In the meantime, I will continue as you see above, making an ad hoc exploration, with directions taken as needs arise and inspiration strikes.
Numbers in Prose
Inline calculator numbers in this work are presented in a format mimicking that of a bare-bones scientific calculator made for the US market: . for the radix separator and naught else: no “thousands“ commas and no space-grouped decimals.
While this solves practical problems I run into as a writer,3 it is not meant to imply a suggested configuration, suited to use on an actual calculator. The predefined locales are far better starting points.
In the rare instances where I include an R47 screenshot, I use DFLT mode, usually from a freshly RESET state besides.
License
This work is © 2025-2026 by Warren Young and is licensed under CC BY-NC-SA 4.0
- ^ As a come-lately end user who never owned a DM42 [n], who further has zero expectation of ever buying one with the intent of converting it to a C47, I use the production name R47 almost exclusively on this site, being the device I actually have here at hand.
- ^ My sole connection to the C47 project’s complicated history is that I once built a WP34s, which has largely been gathering dust ever since. I could spend pages on the reasons for that, implicitly explaining why I do not believe my R47 will become another shelf queen in my local collection, but I can distill it to this simple observation: the R47 has a vastly superior user interface, both hardware and software. Thus why I pressed the Buy button despite knowing that the R47 evolved from the WP34s.

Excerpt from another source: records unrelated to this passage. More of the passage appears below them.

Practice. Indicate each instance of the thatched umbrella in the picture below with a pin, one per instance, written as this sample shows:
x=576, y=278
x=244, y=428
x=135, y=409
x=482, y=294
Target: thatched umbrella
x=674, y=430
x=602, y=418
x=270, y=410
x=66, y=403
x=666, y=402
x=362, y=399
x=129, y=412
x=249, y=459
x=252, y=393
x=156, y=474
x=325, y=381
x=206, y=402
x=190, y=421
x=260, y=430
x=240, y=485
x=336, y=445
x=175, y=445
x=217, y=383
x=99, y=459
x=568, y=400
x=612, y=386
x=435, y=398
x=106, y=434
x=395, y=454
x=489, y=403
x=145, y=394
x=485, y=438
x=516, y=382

- ^ English also uses commas, dots, and spaces as separators, which leads to different pressures when sprinkling example numbers into prose than when calculating with those numbers on-device. In my minimalist scheme, the decimal dot is easy to discern from a sentence-ending period in most fixed-width fonts by being much bolder. I further eschew the comma as a thousands separator, and I do not create confusions with word-separating spaces by using it to group decimals.